Monday, 31 May 2010
Paid Parental Leave Bill 2010; Paid Parental Leave (Consequential Amendments) Bill 2010
I would like to commend my colleague the member for Calwell for her contribution. As a mother and a member of this place, I know that she has worked tirelessly with the minister in helping formulate the Paid Parental Leave scheme. There are a great many women on our side as well as in the opposition, and men, who will have a great deal of satisfaction that this piece of legislation has come through. I remember that as a young campaigner in 2007 it was with a great deal of pride that I knew it was part of the platform that the Labor Party undertook to implement, a paid parental leave scheme fully funded by the Commonwealth.

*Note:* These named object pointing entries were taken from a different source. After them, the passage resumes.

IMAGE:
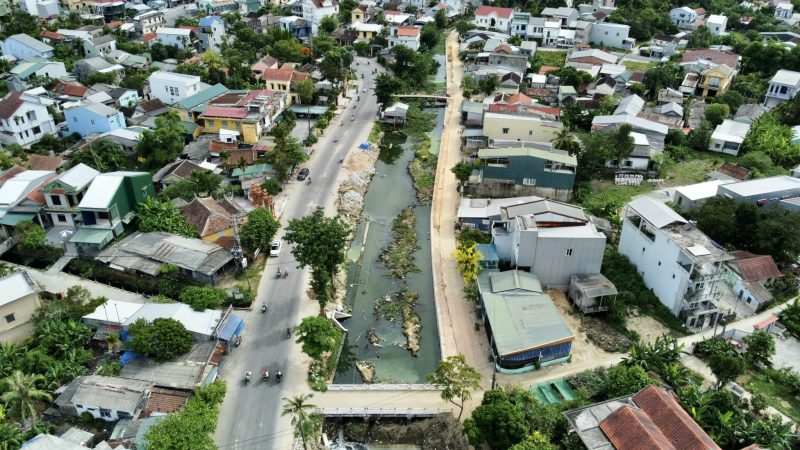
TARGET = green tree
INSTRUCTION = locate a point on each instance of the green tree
(305, 90)
(726, 367)
(201, 298)
(462, 171)
(319, 242)
(163, 144)
(163, 339)
(259, 230)
(457, 380)
(717, 113)
(760, 348)
(318, 336)
(298, 407)
(158, 215)
(21, 395)
(497, 422)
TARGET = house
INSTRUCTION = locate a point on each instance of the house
(148, 22)
(762, 192)
(524, 326)
(89, 118)
(145, 254)
(19, 300)
(24, 118)
(315, 10)
(728, 137)
(177, 37)
(591, 293)
(19, 74)
(284, 79)
(170, 87)
(554, 240)
(690, 197)
(750, 277)
(22, 46)
(783, 86)
(651, 418)
(402, 35)
(211, 33)
(716, 24)
(108, 206)
(683, 17)
(99, 46)
(611, 35)
(104, 398)
(211, 218)
(493, 17)
(677, 261)
(523, 168)
(65, 192)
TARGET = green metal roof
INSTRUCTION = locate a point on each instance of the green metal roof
(526, 151)
(203, 96)
(95, 236)
(11, 219)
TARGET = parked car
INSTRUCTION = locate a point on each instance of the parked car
(275, 248)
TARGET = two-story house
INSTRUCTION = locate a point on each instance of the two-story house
(493, 17)
(677, 261)
(19, 300)
(22, 46)
(783, 86)
(284, 79)
(407, 36)
(89, 118)
(65, 192)
(315, 10)
(171, 87)
(99, 46)
(24, 118)
(148, 22)
(108, 206)
(211, 32)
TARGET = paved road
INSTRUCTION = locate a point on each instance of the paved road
(250, 416)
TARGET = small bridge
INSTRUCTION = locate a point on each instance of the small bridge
(407, 413)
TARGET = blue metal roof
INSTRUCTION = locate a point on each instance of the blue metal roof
(233, 326)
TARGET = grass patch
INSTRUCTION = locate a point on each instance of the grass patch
(398, 256)
(778, 395)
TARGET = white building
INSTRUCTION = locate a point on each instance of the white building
(176, 37)
(613, 35)
(783, 86)
(728, 137)
(683, 16)
(24, 118)
(315, 10)
(493, 17)
(554, 240)
(676, 260)
(170, 87)
(716, 24)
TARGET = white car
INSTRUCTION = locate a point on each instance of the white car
(275, 248)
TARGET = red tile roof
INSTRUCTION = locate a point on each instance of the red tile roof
(756, 267)
(10, 104)
(499, 12)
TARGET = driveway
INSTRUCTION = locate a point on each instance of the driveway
(250, 416)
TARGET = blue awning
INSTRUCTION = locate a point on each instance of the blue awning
(233, 326)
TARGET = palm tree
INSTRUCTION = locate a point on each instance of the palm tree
(22, 394)
(298, 408)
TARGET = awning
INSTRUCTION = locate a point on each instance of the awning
(233, 326)
(92, 236)
(12, 219)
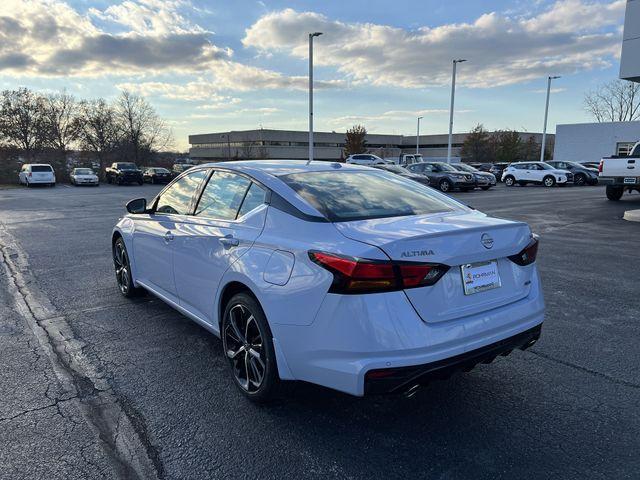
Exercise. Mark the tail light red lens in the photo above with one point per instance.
(357, 275)
(528, 255)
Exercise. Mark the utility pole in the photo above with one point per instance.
(453, 96)
(546, 115)
(311, 36)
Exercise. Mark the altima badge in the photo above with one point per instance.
(487, 241)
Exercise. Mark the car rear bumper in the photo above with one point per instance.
(398, 380)
(355, 334)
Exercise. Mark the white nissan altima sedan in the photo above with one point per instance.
(340, 275)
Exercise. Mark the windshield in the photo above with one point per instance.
(446, 167)
(391, 168)
(347, 196)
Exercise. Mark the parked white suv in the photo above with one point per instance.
(365, 159)
(37, 174)
(535, 172)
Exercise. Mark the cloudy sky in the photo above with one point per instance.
(216, 65)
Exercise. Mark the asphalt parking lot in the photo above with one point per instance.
(95, 386)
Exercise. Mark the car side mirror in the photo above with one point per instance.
(138, 205)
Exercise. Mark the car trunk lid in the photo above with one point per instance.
(453, 239)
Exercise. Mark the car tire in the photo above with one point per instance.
(614, 193)
(248, 346)
(579, 179)
(445, 185)
(122, 265)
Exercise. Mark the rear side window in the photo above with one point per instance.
(177, 198)
(253, 199)
(346, 196)
(223, 196)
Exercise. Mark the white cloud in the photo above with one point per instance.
(49, 38)
(570, 36)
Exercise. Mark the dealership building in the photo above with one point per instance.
(591, 141)
(289, 144)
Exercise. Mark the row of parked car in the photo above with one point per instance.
(119, 173)
(465, 177)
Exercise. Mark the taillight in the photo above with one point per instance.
(528, 255)
(357, 275)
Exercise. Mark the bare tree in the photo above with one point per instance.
(355, 140)
(22, 120)
(60, 121)
(616, 101)
(98, 130)
(143, 131)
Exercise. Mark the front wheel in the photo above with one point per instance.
(123, 270)
(248, 346)
(445, 185)
(614, 193)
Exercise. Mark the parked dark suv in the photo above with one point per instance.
(156, 175)
(582, 175)
(123, 173)
(444, 176)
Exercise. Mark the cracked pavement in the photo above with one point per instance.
(96, 386)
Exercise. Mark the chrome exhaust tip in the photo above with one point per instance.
(411, 391)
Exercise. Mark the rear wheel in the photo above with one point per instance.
(123, 270)
(445, 185)
(614, 193)
(248, 346)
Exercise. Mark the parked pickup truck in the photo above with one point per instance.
(623, 173)
(123, 172)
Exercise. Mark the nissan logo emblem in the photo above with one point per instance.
(487, 241)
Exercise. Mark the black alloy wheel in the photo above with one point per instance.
(123, 270)
(248, 346)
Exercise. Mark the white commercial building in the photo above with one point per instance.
(630, 61)
(589, 142)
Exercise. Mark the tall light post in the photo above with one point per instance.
(546, 115)
(453, 96)
(311, 35)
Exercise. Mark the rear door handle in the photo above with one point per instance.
(228, 241)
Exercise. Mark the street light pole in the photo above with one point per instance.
(453, 96)
(311, 35)
(546, 115)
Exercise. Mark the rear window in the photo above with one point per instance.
(347, 196)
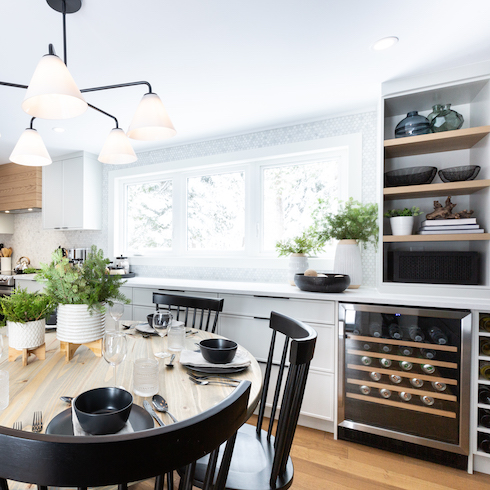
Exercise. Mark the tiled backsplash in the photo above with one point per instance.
(32, 241)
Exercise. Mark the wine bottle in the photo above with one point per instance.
(438, 336)
(416, 333)
(395, 331)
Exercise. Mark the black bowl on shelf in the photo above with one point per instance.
(218, 351)
(327, 283)
(459, 174)
(103, 410)
(410, 176)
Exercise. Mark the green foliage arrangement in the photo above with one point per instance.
(22, 306)
(304, 244)
(393, 213)
(85, 284)
(353, 221)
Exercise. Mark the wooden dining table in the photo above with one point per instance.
(39, 385)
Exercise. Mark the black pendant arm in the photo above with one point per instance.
(103, 112)
(119, 85)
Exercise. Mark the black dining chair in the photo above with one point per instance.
(261, 460)
(72, 461)
(194, 311)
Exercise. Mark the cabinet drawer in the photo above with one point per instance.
(144, 296)
(261, 306)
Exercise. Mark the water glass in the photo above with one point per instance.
(176, 337)
(4, 389)
(145, 377)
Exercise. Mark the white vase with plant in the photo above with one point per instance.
(297, 249)
(352, 224)
(402, 220)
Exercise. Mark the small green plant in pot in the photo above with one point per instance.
(297, 249)
(401, 220)
(25, 315)
(81, 292)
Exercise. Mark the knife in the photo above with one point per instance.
(152, 412)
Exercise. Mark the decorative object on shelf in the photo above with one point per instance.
(458, 174)
(413, 125)
(446, 211)
(81, 291)
(25, 314)
(410, 176)
(445, 119)
(323, 282)
(353, 223)
(53, 94)
(401, 220)
(297, 248)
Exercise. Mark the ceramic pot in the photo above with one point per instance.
(298, 263)
(401, 225)
(78, 325)
(348, 261)
(28, 335)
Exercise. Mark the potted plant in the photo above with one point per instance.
(81, 292)
(351, 224)
(25, 314)
(297, 249)
(401, 220)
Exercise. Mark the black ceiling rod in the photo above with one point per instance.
(103, 112)
(119, 85)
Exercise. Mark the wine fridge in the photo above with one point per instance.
(404, 380)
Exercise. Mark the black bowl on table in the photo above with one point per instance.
(103, 410)
(218, 351)
(326, 283)
(410, 176)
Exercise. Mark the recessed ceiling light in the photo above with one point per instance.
(385, 43)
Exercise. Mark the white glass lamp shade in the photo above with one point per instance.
(150, 121)
(52, 93)
(117, 149)
(30, 150)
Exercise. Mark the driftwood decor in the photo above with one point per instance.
(445, 212)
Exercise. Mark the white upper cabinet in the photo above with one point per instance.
(72, 193)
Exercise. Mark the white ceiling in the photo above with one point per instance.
(224, 67)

I thought that was significant, and it is with a feeling of honour that I participate in the debate tonight on the Paid Parental Leave Bill 2010 and the Paid Parental Leave (Consequential Amendments) Bill 2010.
The introduction of this legislation on 12 May represents one of the most significant achievements of the Rudd government. I was thrilled to be in the chamber when the Minister for Families, Housing, Community Services and Indigenous Affairs introduced the bill because it was truly an historic moment for Australia. As a result of our reform, new mums and dads will receive up to 18 weeks government funded paid parental leave. It is big news for Australian families and it is great news for the working families in my electorate of Solomon, in the Darwin and Palmerston areas. I am very proud to be a member of the Rudd government because—make no mistake about this—it is the only government that has shown the commitment to introduce a paid parental leave scheme across Australia. It was all very well for those opposite to talk about a paid parental leave scheme for the last 12 years they were in government. If they were fair dinkum about it, they would have introduced it. However, it was probably something they were going to get to in their 13th year, similar to climate change.